Berry curvature, spin Hall effect and nonlinear optical response in moir\'e transition metal dichalcogenide heterobilayers

TL;DR

This paper explores how Berry curvature effects in moiré TMD heterobilayers lead to phenomena like the spin Hall effect and nonlinear optical responses, revealing new quantum behaviors in these materials.

Contribution

It demonstrates that remote conduction bands induce a periodic pseudo-magnetic field causing Berry curvature flux, which explains the observed spin Hall effect and nonlinear optical responses.

Findings

Periodic pseudo-magnetic field induces Berry curvature flux.

Berry curvature distribution can be probed via shift currents.

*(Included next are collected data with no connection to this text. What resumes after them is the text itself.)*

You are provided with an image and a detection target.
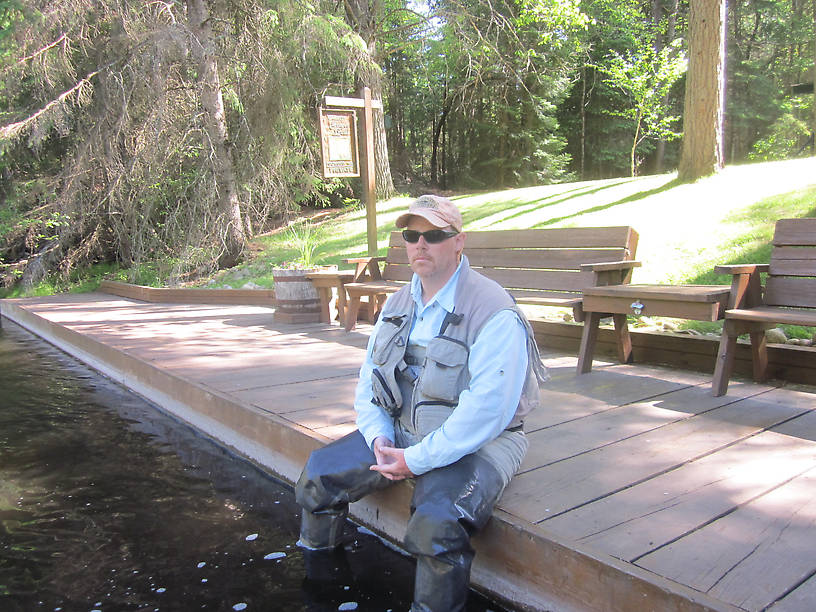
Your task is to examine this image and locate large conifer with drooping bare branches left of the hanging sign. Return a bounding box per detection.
[0,0,376,284]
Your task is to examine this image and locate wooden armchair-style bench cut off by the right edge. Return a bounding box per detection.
[712,218,816,396]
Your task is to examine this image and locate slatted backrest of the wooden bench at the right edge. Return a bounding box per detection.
[764,218,816,308]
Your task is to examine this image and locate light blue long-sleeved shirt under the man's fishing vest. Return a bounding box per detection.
[354,256,527,476]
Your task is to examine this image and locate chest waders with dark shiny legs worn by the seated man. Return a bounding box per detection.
[296,320,527,612]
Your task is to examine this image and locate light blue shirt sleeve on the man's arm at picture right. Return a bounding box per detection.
[405,310,528,476]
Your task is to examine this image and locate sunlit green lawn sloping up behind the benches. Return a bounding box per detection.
[4,157,816,337]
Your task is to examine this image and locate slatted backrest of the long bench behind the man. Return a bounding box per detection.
[383,227,638,302]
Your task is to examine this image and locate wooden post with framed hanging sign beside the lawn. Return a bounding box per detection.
[320,87,382,257]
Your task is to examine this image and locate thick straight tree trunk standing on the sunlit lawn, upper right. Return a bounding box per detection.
[678,0,725,181]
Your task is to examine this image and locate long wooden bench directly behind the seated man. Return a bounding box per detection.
[345,227,640,330]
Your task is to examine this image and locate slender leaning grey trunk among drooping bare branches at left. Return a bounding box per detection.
[187,0,247,267]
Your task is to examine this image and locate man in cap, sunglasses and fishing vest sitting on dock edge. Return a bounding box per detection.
[296,195,547,612]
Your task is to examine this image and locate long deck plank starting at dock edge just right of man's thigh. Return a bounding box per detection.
[501,400,802,522]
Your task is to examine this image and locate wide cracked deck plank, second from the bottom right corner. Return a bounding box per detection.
[637,469,816,610]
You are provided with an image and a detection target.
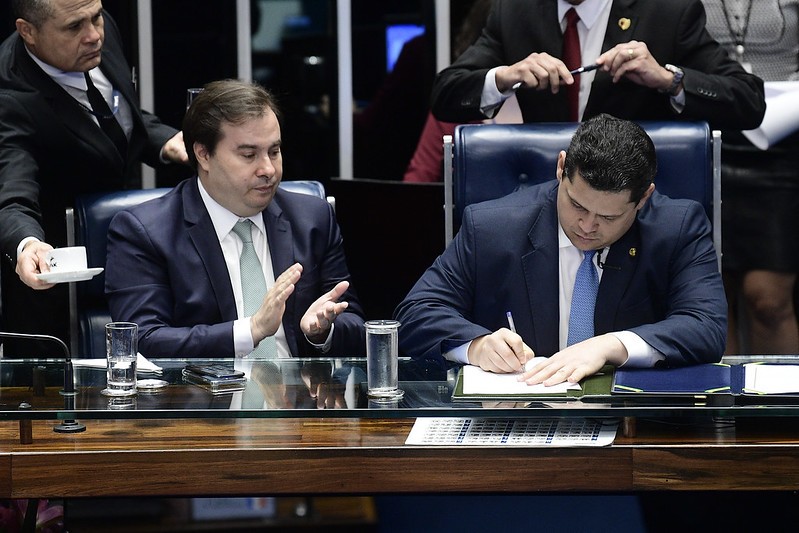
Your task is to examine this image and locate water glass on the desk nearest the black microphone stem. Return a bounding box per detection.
[103,322,139,396]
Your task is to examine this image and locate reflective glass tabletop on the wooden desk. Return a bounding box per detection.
[0,356,799,420]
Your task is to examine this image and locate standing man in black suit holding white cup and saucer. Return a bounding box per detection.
[0,0,187,355]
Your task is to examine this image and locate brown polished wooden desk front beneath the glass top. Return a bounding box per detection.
[0,418,799,498]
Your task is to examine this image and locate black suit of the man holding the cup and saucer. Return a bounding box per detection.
[0,13,177,340]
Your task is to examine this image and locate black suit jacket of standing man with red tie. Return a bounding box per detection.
[432,0,766,130]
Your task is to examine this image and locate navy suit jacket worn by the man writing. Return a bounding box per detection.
[395,180,727,365]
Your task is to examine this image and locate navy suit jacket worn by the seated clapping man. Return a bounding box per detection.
[105,178,366,357]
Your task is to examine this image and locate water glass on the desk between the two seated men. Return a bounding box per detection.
[365,320,404,400]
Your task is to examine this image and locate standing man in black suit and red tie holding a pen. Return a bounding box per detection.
[432,0,766,130]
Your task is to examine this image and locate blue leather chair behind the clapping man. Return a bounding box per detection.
[66,180,335,358]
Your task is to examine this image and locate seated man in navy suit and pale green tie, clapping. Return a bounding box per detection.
[105,80,365,357]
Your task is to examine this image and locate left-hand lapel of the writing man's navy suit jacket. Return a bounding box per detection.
[522,187,560,355]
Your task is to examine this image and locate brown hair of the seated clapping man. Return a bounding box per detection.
[183,80,280,171]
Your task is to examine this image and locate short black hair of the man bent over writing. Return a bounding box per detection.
[563,114,657,204]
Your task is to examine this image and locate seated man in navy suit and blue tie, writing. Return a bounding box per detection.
[396,115,727,385]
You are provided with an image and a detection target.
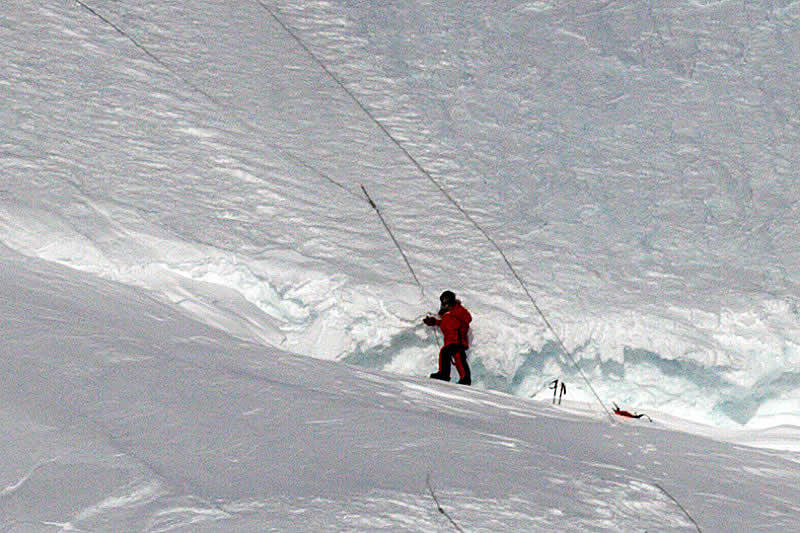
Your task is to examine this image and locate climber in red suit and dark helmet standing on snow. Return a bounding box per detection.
[423,291,472,385]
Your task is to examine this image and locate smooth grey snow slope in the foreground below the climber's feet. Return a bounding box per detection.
[0,248,800,532]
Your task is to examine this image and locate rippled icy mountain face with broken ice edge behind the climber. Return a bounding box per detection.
[0,0,800,426]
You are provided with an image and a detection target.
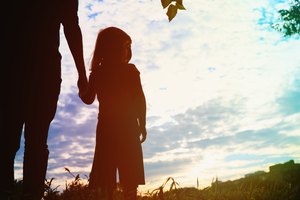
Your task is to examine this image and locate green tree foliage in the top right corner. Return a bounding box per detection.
[272,0,300,37]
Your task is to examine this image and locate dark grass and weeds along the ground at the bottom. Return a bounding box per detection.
[10,160,300,200]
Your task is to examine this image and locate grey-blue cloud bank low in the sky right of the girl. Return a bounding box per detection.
[144,92,300,188]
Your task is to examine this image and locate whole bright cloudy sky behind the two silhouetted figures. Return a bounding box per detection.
[15,0,300,192]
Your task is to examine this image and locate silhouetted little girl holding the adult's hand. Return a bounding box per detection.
[81,27,147,200]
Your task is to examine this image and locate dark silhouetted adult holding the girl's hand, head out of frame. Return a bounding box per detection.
[0,0,87,200]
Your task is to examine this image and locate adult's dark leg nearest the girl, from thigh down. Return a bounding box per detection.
[23,80,60,200]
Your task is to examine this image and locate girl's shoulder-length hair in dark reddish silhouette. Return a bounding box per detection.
[91,27,131,71]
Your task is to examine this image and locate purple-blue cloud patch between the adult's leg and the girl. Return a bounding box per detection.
[48,89,98,171]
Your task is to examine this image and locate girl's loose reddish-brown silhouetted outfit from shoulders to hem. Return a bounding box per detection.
[90,64,146,187]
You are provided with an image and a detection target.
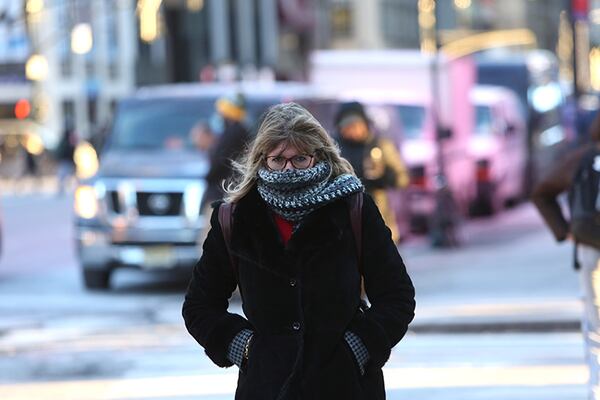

Spin Hall effect observed due to Berry curvature and spin-valley locking.

Abstract

Recently, the topological flat bands and spin Hall effect have been experimentally observed in the AB-stacked MoTe$_2$/WSe$_2$ heterostructures. In this work, we systematically study the Berry curvature effects in moir\'{e} transition metal dichalcogenide (TMD) heterobilayers. We point out that the moir\'{e} potential of the remote conduction bands would induce a sizable periodic pseudo-magnetic field (PMF) on the valence band. This periodic PMF creates net Berry curvature flux in each valley of the moir\'{e} Brillouin zone. The combination of the effect of the Berry curvature and the spin-valley locking can induce the spin Hall effect being observed in the experiment. Interestingly, the valley-contrasting Berry curvature distribution generated by the PMF can be probed through shift currents, which are DC currents induced by linearly polarized lights through nonlinear responses. Our work shed lights on the novel quantum phenomena induced by Berry curvatures in moir\'e TMD heterobilayers.